Desperta, observa o relógio, são 4h22 da madrugada. Abraça os lençóis e se estira na cama, levanta-se e põe a água para ferver para o café. Escova os dentes e, enquanto a água ferve, Cecílio se assoma à janela. Do outro lado, uma escuridão espessa, que logo dará passo ao amanhecer, lhe recorda que são os últimos dias do verão.
Logo terá que guardar a roupa de verão e começar a ventilar a de inverno, que ao terminar a estação, guardará em sacos plásticos.

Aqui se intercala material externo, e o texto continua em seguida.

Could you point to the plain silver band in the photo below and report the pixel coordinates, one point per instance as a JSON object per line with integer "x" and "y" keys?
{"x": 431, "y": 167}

Para que não tenha cheiro do descanso, coloca nela raminhos secos de lavanda e folhas de ciprestes que as pessoas compram para o Natal e jogam no lixo depois de três dias.
Também do lixo que as pessoas jogam fora, em abril, mobiliou seu estúdio alugado e se deu ao luxo de trocar a decoração a cada ano. Nos Estados Unidos, o que é lixo para alguns são artigos de primeira necessidade para outros. Assim, Cecílio tem trocado em uma infinidade de ocasiões suas louças, as panelas da cozinha, o sofá da sala, as cortinas da janela e as molduras para as fotografias familiares. Dessas ele cuida com muito cuidado. Antes as enviavam em encomenda, hoje as enviam por mensagem ao celular e ele vai ao supermercado da esquina para imprimi-las.
Assim viu crescer a ramagem familiar, tem sobrinhos aos montões. Das coisas que mais lhe admiraram ao chegar ao país foi precisamente essa, que os gringos têm filhos até bem entrados nos anos, e não passam de um ou dois, jamais viu um casal com uma fileirinha como é comum em seu país.
Nos primeiros anos tinha saudades de sua terra. Com o tempo a saudade que lhe afogava foi se convertendo em uma espécie de recordação cálida que aparece de vez em quando. Quisera contar à sua mamãe que está apaixonado, se casou e seu companheiro está arranjando os documentos para que enfim possa ir visitá-la. Passaram-se 23 anos desde que se foi, mas tem medo de que o rechacem ao saber que seu grande amor é um polonês de terceira idade que se apaixonou por sua pele cor de terra.
Cecílio serve duas xícaras de café, torra dois pedaços de pão e os unta com geleia de romã que compra em um supermercado turco. Com um beijo desperta o polonês para que tome o café da manhã enquanto lhe prepara o almoço que levará ao trabalho.